Anne, who passed away in her sleep on Christmas Eve, reigned as one of the leading socialites of New York for decades. Her warmth and interest in people made her stand out above the glittering pack of her peers. She was not just the life of the party but often the host, and she knew how to throw parties that were never, ever “ho-hum” — as she described things that were not up to her standards.
I met Anne totally by chance while scouting for New York’s now-defunct Vu, where we featured the most luxurious properties in the city that were up for sale. It was 2006, and I was looking at a 14-room Fifth Avenue apartment on the market for $17.7 million. The real-estate agent, Kathy Sloane, hadn’t mentioned the owner of the apartment when we met in the lobby of Stanford White’s 998 Fifth Avenue building, but when the legendary Anne Slater opened the door, I realized that this story had so much more potential than I could ever have imagined.

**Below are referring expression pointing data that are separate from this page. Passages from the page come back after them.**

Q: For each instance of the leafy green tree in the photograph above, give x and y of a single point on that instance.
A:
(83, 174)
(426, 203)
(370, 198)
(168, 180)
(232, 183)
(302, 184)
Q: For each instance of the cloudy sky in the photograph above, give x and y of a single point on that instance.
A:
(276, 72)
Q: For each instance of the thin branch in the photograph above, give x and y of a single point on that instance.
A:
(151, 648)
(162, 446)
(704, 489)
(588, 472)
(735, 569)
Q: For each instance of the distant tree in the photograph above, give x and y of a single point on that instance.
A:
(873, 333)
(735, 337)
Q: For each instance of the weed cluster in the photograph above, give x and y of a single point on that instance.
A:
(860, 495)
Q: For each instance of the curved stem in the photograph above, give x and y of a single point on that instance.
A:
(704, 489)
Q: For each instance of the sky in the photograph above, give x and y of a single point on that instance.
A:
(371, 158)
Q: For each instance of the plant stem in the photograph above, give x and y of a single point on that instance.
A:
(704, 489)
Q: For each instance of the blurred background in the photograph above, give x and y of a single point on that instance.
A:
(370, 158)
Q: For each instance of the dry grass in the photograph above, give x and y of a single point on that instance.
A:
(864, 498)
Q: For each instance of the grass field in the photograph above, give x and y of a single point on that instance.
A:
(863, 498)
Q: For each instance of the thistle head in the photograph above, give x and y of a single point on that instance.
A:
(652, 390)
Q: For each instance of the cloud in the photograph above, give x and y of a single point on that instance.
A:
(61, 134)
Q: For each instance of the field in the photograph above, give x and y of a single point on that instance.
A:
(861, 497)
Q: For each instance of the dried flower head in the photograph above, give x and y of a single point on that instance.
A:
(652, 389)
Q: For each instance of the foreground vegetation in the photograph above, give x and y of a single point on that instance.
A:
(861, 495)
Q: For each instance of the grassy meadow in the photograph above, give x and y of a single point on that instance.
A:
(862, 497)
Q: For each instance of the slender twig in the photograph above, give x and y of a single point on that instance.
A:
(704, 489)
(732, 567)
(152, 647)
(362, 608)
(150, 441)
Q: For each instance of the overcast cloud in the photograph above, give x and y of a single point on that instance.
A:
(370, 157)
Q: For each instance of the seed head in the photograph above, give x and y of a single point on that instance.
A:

I asked Anne and her beloved partner of over 50 years, John Cahill, if they would help me bring the story to life, and they were both game. That’s when the fun started. We talked at length about the parties that Anne and her late second husband, Denniston Slater, had hosted throughout the years. Did she have any photographs of any of the events? She smiled and said, “Oh, darling, there are boxes and boxes of photographs packed away in the basement.” I asked if we could see them, and on my next visit, the floor of her living room was covered in boxes. We went through them for hours, unearthing one fantastic photograph after another. In the end, we chose a photo of Anne in a satin jumpsuit decorated with ostrich feathers below the knee, among many others.
Anne had even kept the masks that she and John had worn to the Save Venice Ball in 1967. She told me that her mask was designed by Cosmo Sirchio to work with her trademark blue glasses. A woman who truly understood style, she was never seen without them, or without her pear-shaped marquise-cut diamond as big as the Ritz.
Photographer Mark Heithoff and I took three days to shoot the story. The infinity-mirrored bathroom had a mirrored dressing table that once belonged to the 1938 debutante of the year, Brenda Frazier. Another bathroom had the original cane-encased toilet, as exposed fixtures were not seen back in the day when Stanford White designed the building in 1910. We came away with the gorgeous photos that you can see here.
The whole time, Anne regaled us with stories about guests like Ingrid Bergman, Cary Grant, Porfirio Rubirosa, Grace Kelly, and Fred Astaire. Singer Bing Crosby always stayed in the tented guest room and practiced his soft-shoe routines in the large gallery hallway. Back then, she said, “New York was a moving cocktail party.” The party won’t be the same without her.